Joaquín Mosqueira

Personal information
- Full name: Joaquín Elias Mosqueira
- Date of birth: 11 January 2004 (age 22)
- Place of birth: Rosario
- Position: Midfielder

Team information
- Current team: Unión Santa Fe (on loan from Talleres de Córdoba)
- Number: 17

Youth career
- 0000–2019: Newell's Old Boys
- 2019: Coronel Arnold
- 2020: Atlético Pujato
- 2021: Club Renato Cesarini
- 2022-2023: Unión

Senior career*
- Years: Team / Apps / (Gls)
- 2023–2025: Unión / 59 / (4)
- 2025–: Talleres / 20 / (0)
- 2026: → Tigre (loan) / 6 / (0)
- 2026–: → Unión Santa Fe (loan) / 1 / (0)

= Joaquín Mosqueira =

Argentine association football player (born 2004)

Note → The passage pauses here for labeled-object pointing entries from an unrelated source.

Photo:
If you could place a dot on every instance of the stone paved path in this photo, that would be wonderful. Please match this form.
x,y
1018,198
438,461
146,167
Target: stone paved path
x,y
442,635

Joaquín Elias Mosqueira (born 11 January 2004) is an Argentine professional footballer who plays as a midfielder for Argentine Primera Division club Unión Santa Fe, on loan from Talleres de Córdoba.

==Career==
From Rosario, he was a youth player at Newell's Old Boys. In 2019 he went to Coronel Arnold, and then trained with Atlético Pujato, and Club Renato Cesarini, before he joined Unión de Santa Fe in 2022. He played for their reserve team prior to making his debut for the first-team in 2023. That year, he signed a professional contract with the club taking him to 2025 with the club. His form in the Argentine Primera División for Unión, led him to being labelled a "revelation". He later signed a one-year contract extension and had made 59 appearances and scored four goals for the club in two seasons by December 2024.

He joined Talleres in January 2025 agreeing a four-year contract.